Ein durch einige Blätter verursachter Zusammenbruch

Da sich Figueras Uhrwerk hoch oben im Cort-Gebäude befand, ergab sich, wie Pere Galiana berichtet, ein kurioser Umstand: Die Achsen, die die Bewegung auf das Zifferblatt an der Fassade übertrugen, verliefen durch das damalige Wohnhaus des Rathausverwalters. Um 1950, an einem Regentag, hängte eine Frau, die Wäsche wusch, die Laken an diese Achsen. Josep Caminals, der damalige Uhrmacher, sah, dass Figueras Uhr stehen geblieben war, und entdeckte das Problem.
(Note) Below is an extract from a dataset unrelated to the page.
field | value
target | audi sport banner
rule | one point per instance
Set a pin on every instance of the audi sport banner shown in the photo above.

Ein ähnlicher Vorfall ereignete sich in den 1980er Jahren, als ein Arbeiter seine Jacke an denselben Achsen hängen ließ, wodurch die Zeiger der Uhr stehen blieben.

Informationen aus Texten von Pere Galiana Veiret, Gaspar Valero, Bartomeu Bestard, Catalina Cantarellas, Miquel de Sants Oliver, Luis Ripoll, Miquel Ferrà y Martorell und Valentí Puig und dem Große Enzyklopädie von Mallorca (JUWEL).